Bei der Erörterung dieser Frage kommt es darauf an, Extrempositionen zu vermeiden. Natürlich lässt sich nicht leugnen, dass bei den meisten geschichtlich bekannten politischen Verbänden die legitime Verfügung über Gewaltmittel breit gestreut war. Der aztekische Dreibund setzte sich aus halbautonomen Stadtstaaten zusammen, die über eigene militärische Aufgebote verfügten und manchmal sogar Kriege gegeneinander führten. Die Mauryas in Indien kontrollierten nur ihr Kerngebiet und mussten sich im Übrigen damit begnügen, militärisch besiegte Fürsten wieder in ihre Rechte einzusetzen. In der römischen Republik übte der pater familias über die Angehörigen seines Hauses das ius vitae necisque aus, und auch die Kriegführung war lange von privaten Initiativen geprägt. Hier von Monopol im Sinne eines Zustands, eines festen Besitztums zu sprechen, wäre daher irreführend.17 Ebenso wenig lässt sich jedoch leugnen, dass es sich bei all diesen Verbänden nicht um einfache „Ordnungen der gewalttätigen Selbsthilfe“ gehandelt hat.18 Offensichtlich gab es in ihnen Instanzen, die anderen Regeln oktroyierten, und die dies konnten, nicht weil sie über physische Gewaltmittel schlechthin verfügten, sondern weil sie ein größeres Maß davon besaßen, womit nicht nur die pure Quantität, sondern auch die Qualität gemeint sein soll. Zwischen den „Ordnungen der gewalttätigen Selbsthilfe“ und den Ordnungen mit einem Monopol der legitimen physischen Gewaltsamkeit erstreckt sich ein Zwischenreich, in dem sich immer wieder Kräfte geltend machen, die mehr oder weniger erfolgreich die Entmachtung, „die Ausschaltung konkurrierender Mächte“ betreiben und darin zumindest der Tendenz nach eher in die Richtung des Monopols als des Oligopols weisen.19 Politischen Verbänden, in denen diese Tendenz klar erkennbar ist, sollte die Bezeichnung „Staat“ nicht verwehrt werden.

Aus diesem Zwischenreich ragen vor allem die großen Imperien hervor, die sich im Vorderen Orient seit den Akkadern, in Indien seit den Mauryas, in China seit der Reichseinigung durch die Qin und in der antiken Mittelmeerwelt mit dem Imperium Romanum gebildet haben – Staaten, die bei allen Unterschieden über eine Reihe von Gemeinsamkeiten verfügten: über stehende Heere beträchtlichen Umfangs, patrimonialbürokratische Verwaltungen und Formen der staatlichen Bedarfsdeckung, welche zwar z.T. auf „oikenmäßiger“ Eigenwirtschaft und Leistungen der Bürger bzw.
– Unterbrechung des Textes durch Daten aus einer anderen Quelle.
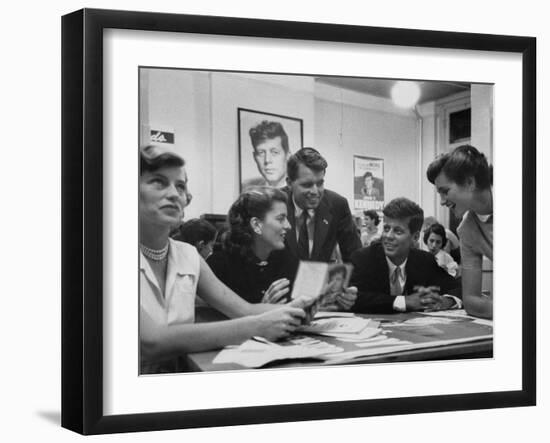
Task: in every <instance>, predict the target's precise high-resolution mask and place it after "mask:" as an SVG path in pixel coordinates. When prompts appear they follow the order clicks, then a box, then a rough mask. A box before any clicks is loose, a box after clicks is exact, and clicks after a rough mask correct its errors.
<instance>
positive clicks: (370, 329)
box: [299, 312, 381, 341]
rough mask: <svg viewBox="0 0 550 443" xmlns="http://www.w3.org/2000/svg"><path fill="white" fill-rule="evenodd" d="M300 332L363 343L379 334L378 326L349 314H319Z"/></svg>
mask: <svg viewBox="0 0 550 443" xmlns="http://www.w3.org/2000/svg"><path fill="white" fill-rule="evenodd" d="M299 331H300V332H306V333H309V334H317V335H324V336H327V337H334V338H338V339H343V340H345V341H363V340H366V339H369V338H371V337H374V336H376V335H378V334H380V332H381V329H380V324H379V323H378V322H375V321H373V320H370V319H368V318H362V317H356V316H355V315H353V314H349V313H339V312H335V313H330V312H319V313H317V314H316V315H315V319H314V320H313V321H312V322H311V323H310V324H309V325H306V326H302V327H300V328H299Z"/></svg>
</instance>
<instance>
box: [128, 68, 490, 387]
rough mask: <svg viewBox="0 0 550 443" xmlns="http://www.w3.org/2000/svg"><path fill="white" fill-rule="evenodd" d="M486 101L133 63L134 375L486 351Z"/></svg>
mask: <svg viewBox="0 0 550 443" xmlns="http://www.w3.org/2000/svg"><path fill="white" fill-rule="evenodd" d="M493 100H494V85H492V84H488V83H464V82H450V81H419V80H412V79H411V80H403V79H399V80H397V79H392V78H384V79H382V78H360V77H344V76H341V77H338V76H315V75H294V74H288V73H280V74H277V73H269V74H262V73H248V72H237V71H231V72H229V71H201V70H192V69H183V68H178V69H176V68H173V67H161V66H159V67H141V68H140V69H139V111H140V112H139V122H137V125H139V134H140V141H139V155H140V171H139V270H136V272H139V346H140V349H139V360H140V361H139V373H140V374H141V375H142V376H144V375H157V376H158V375H162V374H174V373H180V374H183V375H182V376H185V373H189V372H215V371H239V370H254V371H269V370H278V369H282V368H284V369H288V368H292V369H293V370H296V371H300V370H303V369H305V368H311V367H315V366H324V367H328V366H339V365H355V364H370V363H392V364H396V365H398V364H402V363H403V362H414V361H434V360H438V361H440V360H441V361H442V360H457V359H458V360H461V359H491V358H492V357H493V339H494V337H493V296H494V293H493V265H492V260H493V215H492V214H493V181H492V180H493V134H492V128H493ZM351 177H353V180H351V179H350V178H351ZM213 219H215V220H218V222H219V221H221V222H220V223H217V224H214V223H212V222H211V221H209V220H213ZM366 219H368V220H366ZM371 224H372V226H371ZM374 231H376V235H371V234H373V232H374ZM366 236H367V237H368V240H369V241H368V242H366V241H365V238H366ZM305 264H307V267H306V266H305ZM298 269H300V272H298ZM306 269H307V271H306ZM333 274H334V275H333ZM333 277H334V282H333ZM327 285H329V286H330V288H331V290H330V291H327V290H326V286H327ZM328 293H330V296H327V294H328ZM136 302H137V300H136Z"/></svg>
Untertanen („Leiturgien“) beruhten, daneben aber bereits in erheblichem Maße Abgaben in Geldform bezogen, was auf eine fortgeschrittene Kommerzialisierung und soziale Stratifikation verweist. Auf diesen Typus bezieht sich eine breite Literatur, die allerdings oft mit wenig trennscharfen Kategorien arbeitet und nur selten der Gefahr entgeht, jedes politische Gebilde von einiger Ausdehnung darunter zu subsumieren.20

Was in diesem Buch dagegen interessiert, sind jene Staaten, die zu ihrer Bedarfsdeckung nicht auf „frei flottierende Ressourcen“ (Eisenstadt 19672, S. 27, 111) zurückgreifen konnten. Das Fehlen solcher Ressourcen bedeutete, dass der Leiter des Verbandes, der „Herrscher“, nur über die Erträge seiner eigenen Domäne sowie auf Naturalabgaben und Dienstleistungen zählen konnte; dass er zur Erfüllung seiner Aufgabe – der Garantie der Ordnungen – nur über einen rudimentären Erzwingungsstab verfügte, der sich aus Verwandten und persönlichen Gefolgsleuten rekrutierte; und dass entsprechend die physische Gewalt hinter anderen Formen des Zwangs zurücktrat, etwa der Durchführung bzw. Verweigerung von Ritualen, die dem allgemeinen Bewusstsein als unerlässlich für das Wohlergehen des Verbandes galten. Hier kommt der von Weber angeführte „psychische Zwang“ ins Spiel, der über die Spendung und Versagung von Heilsgütern ausgeübt wird; wobei Weber Wert auf die Feststellung legt, daß das entscheidende Merkmal nicht „die Art der in Aussicht gestellten Heilsgüter [ist] – diesseitig, jenseitig, äußerlich, innerlich – […], sondern die Tatsache, dass ihre Spendung die Grundlage geistlicher Herrschaft über Menschen bilden kann“ (Weber 1976, S. 30). Verbände, in denen solche Herrschaft ausgeübt wird, heißen „hierokratische Verbände“. Wird diese Herrschaft in monopolistischer Weise ausgeübt, handelt es sich um „Kirchen“ (ebd., S. 29).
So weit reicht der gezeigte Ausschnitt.